Luzzu follows Jesmark (Jesmark Scicluna, playing himself), a native of Malta and a fisherman by trade that finds his industry dying just as costs rise in his life to fix his boat and provide for his wife and child. Desperate, he turns to the black market of fishing to earn more money.

It sounds a lot more high-octane than it’s meant to. Camerilli is far less concerned with the stakes and dangers of working in the black market and more about what drives our character there and the human interactions he has with these people in this illegal industry. Camerilli based the film off of Jesmark’s life and by having him play himself he achieves a similar effect that Chloé Zhao (The Rider, Songs My Brothers Taught Me) has perfected in her films. They achieve a deeper human truth in building these fictional stories around the lives of these people and reach an authenticity and honesty that most films wish they could get to. 

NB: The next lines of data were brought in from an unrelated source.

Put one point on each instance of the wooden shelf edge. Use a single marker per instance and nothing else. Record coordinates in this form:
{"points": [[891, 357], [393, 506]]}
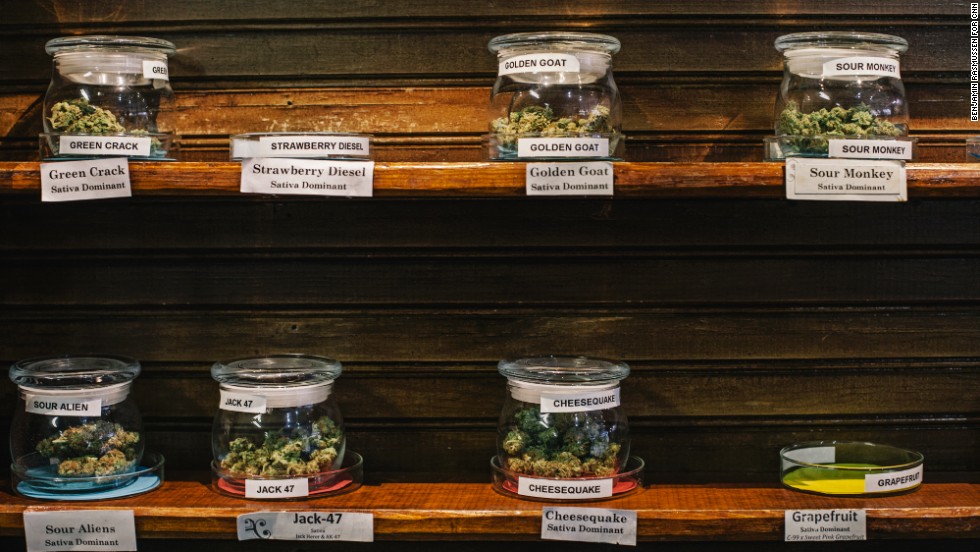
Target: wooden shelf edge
{"points": [[473, 511], [653, 180]]}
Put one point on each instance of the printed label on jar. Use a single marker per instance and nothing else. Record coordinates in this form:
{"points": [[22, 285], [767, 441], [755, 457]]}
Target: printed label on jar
{"points": [[156, 70], [564, 490], [580, 402], [870, 149], [862, 67], [313, 146], [894, 481], [277, 488], [539, 63], [242, 402], [100, 146], [63, 406], [562, 147]]}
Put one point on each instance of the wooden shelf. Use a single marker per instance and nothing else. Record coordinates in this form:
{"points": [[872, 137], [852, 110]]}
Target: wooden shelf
{"points": [[188, 508], [655, 180]]}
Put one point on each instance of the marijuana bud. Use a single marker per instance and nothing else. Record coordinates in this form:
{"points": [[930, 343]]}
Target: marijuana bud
{"points": [[810, 132]]}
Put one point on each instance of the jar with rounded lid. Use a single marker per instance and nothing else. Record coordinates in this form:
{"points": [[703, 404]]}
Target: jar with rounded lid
{"points": [[562, 418], [104, 85], [554, 97], [838, 85], [75, 427], [277, 420]]}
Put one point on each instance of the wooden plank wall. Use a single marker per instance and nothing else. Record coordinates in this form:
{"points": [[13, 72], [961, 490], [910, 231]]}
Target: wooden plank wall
{"points": [[698, 78], [749, 324]]}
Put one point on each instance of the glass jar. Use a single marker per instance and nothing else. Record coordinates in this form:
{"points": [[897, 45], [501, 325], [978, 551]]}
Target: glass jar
{"points": [[109, 86], [562, 420], [278, 433], [845, 85], [554, 97], [75, 428]]}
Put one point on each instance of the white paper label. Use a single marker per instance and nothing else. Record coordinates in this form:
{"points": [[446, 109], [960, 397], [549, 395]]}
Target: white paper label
{"points": [[277, 488], [562, 147], [539, 63], [313, 146], [870, 149], [155, 70], [825, 525], [85, 179], [63, 406], [895, 481], [589, 525], [307, 526], [104, 145], [242, 402], [564, 490], [580, 402], [862, 67], [845, 180], [563, 179], [271, 175], [99, 530]]}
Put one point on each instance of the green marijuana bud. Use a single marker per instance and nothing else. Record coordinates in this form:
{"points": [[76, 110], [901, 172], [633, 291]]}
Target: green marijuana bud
{"points": [[541, 121], [565, 445], [80, 117], [97, 448], [809, 132], [296, 452]]}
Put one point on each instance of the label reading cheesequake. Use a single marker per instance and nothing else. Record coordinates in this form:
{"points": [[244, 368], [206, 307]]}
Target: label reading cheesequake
{"points": [[539, 63], [580, 402]]}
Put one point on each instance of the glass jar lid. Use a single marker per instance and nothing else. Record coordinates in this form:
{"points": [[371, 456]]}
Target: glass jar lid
{"points": [[103, 42], [74, 372], [559, 370], [842, 39], [277, 371], [557, 40]]}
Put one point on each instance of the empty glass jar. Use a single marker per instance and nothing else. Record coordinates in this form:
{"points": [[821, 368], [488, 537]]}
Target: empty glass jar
{"points": [[75, 428], [115, 86], [278, 433], [554, 97], [838, 85]]}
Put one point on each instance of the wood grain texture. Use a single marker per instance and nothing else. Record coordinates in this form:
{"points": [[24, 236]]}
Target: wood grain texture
{"points": [[190, 509]]}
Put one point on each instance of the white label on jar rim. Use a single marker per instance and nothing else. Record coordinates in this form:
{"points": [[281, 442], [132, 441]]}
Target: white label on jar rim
{"points": [[589, 525], [564, 179], [242, 402], [277, 488], [313, 146], [862, 66], [85, 179], [894, 481], [104, 145], [96, 530], [825, 525], [845, 179], [307, 526], [870, 149], [272, 175], [48, 405], [564, 490], [155, 70], [580, 402], [562, 147], [539, 63]]}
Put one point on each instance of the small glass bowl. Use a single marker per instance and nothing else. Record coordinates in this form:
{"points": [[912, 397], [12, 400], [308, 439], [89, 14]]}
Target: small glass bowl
{"points": [[844, 468]]}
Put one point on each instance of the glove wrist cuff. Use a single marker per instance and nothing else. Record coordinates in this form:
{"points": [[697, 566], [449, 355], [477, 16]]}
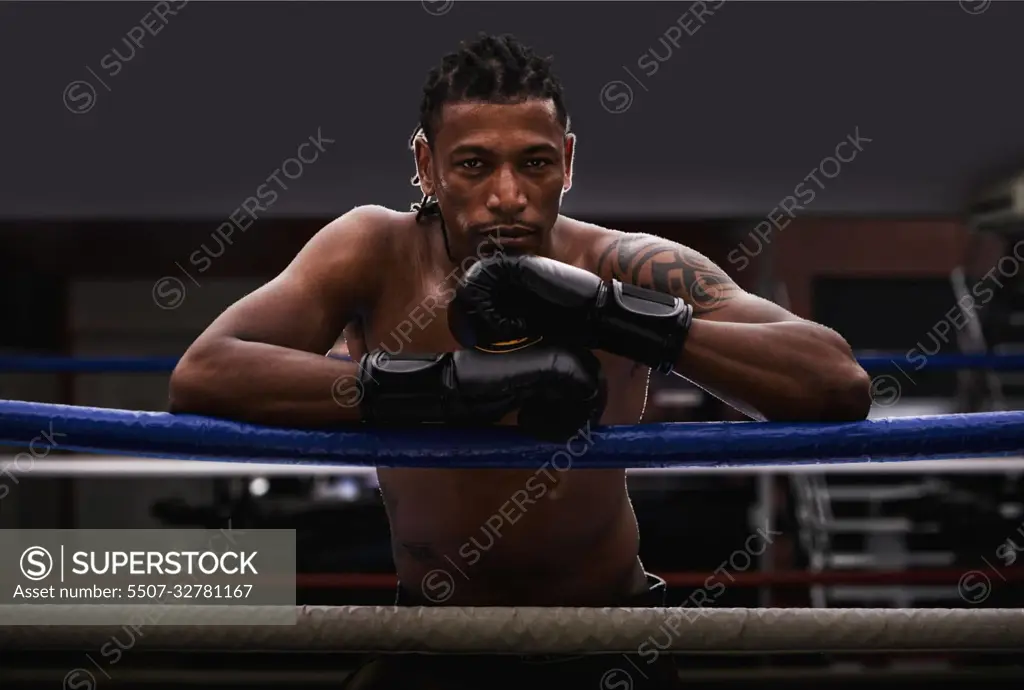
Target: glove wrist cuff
{"points": [[404, 388], [643, 325]]}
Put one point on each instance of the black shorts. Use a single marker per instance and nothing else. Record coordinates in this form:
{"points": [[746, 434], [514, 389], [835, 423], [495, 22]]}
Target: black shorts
{"points": [[472, 672]]}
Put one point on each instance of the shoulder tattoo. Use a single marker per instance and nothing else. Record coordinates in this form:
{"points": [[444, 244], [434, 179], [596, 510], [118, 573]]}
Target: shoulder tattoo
{"points": [[658, 264]]}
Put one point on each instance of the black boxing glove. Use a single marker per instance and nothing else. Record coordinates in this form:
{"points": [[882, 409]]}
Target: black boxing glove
{"points": [[530, 297], [556, 391]]}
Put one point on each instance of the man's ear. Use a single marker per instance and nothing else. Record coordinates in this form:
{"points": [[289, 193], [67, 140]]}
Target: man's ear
{"points": [[569, 154], [423, 168]]}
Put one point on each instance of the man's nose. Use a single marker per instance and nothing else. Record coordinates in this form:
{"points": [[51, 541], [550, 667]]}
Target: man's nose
{"points": [[506, 197]]}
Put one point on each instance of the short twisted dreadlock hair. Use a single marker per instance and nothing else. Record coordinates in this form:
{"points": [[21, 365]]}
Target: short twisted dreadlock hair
{"points": [[493, 69]]}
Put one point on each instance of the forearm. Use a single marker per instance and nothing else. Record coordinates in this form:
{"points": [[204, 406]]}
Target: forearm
{"points": [[788, 371], [264, 384]]}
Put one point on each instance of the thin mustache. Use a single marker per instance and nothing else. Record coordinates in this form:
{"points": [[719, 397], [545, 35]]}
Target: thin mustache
{"points": [[498, 229]]}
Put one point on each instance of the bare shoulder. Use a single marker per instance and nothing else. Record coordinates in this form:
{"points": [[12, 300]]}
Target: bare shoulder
{"points": [[581, 244], [369, 226], [607, 252]]}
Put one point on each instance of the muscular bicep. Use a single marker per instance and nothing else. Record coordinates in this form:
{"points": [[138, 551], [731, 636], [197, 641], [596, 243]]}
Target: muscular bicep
{"points": [[308, 304], [667, 266]]}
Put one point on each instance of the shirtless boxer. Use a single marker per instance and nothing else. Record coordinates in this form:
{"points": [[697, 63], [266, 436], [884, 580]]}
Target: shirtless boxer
{"points": [[494, 158]]}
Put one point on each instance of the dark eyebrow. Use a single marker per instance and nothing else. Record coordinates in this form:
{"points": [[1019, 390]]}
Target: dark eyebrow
{"points": [[469, 149]]}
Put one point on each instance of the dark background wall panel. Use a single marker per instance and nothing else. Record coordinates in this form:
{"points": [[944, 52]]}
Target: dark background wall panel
{"points": [[739, 114]]}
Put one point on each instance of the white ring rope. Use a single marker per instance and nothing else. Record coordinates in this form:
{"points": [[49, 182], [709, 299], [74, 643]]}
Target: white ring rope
{"points": [[538, 631]]}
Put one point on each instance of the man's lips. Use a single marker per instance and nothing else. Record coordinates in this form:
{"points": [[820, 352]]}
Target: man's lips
{"points": [[509, 232]]}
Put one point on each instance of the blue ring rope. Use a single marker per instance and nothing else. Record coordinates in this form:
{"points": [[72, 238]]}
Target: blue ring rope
{"points": [[717, 444], [871, 362]]}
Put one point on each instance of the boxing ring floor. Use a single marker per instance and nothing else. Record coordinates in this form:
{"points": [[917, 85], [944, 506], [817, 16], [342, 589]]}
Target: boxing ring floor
{"points": [[333, 635]]}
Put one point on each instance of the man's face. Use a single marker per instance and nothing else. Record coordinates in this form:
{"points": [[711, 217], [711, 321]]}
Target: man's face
{"points": [[499, 173]]}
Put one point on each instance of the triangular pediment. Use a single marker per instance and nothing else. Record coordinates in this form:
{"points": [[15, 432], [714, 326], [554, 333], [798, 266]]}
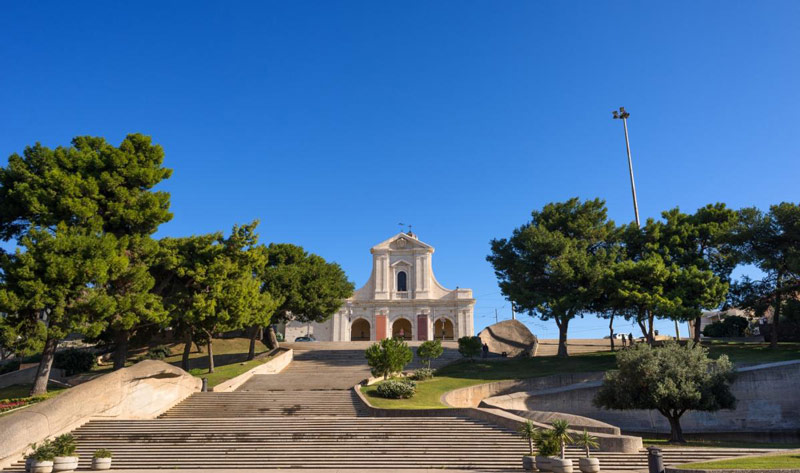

Cinematographer Léo Lefèvre crafts some beautiful, grounded imagery that captures the natural beauty of Malta against the hardships of those in the fishing industry. Jesmark is honest in his scenes, and you never feel like these performers are forcing anything. The non-actors don’t stick out in a way that bad acting does, they just make the film more immediate and authentic.

Through his tale Camerilli touches on the pain of realizing the job you love is dying and cannot sustain you. Images of painted eyes on two boats staring at each other contains a lot to dissect. There’s been a rebirth in neo-realism in American films, and it’s exciting to see something similar from a country we hardly get any films from. It stumbles a bit in its final minutes but gets to the point it’s trying to make in the end.

It may sound like I’m talking about Bahrani and Zhao more than Camerilli here when it’s his film, but my point is that I’m already comparing him to some great filmmakers. He’s got a natural talent when it comes to neo-realism that I hope he continues on.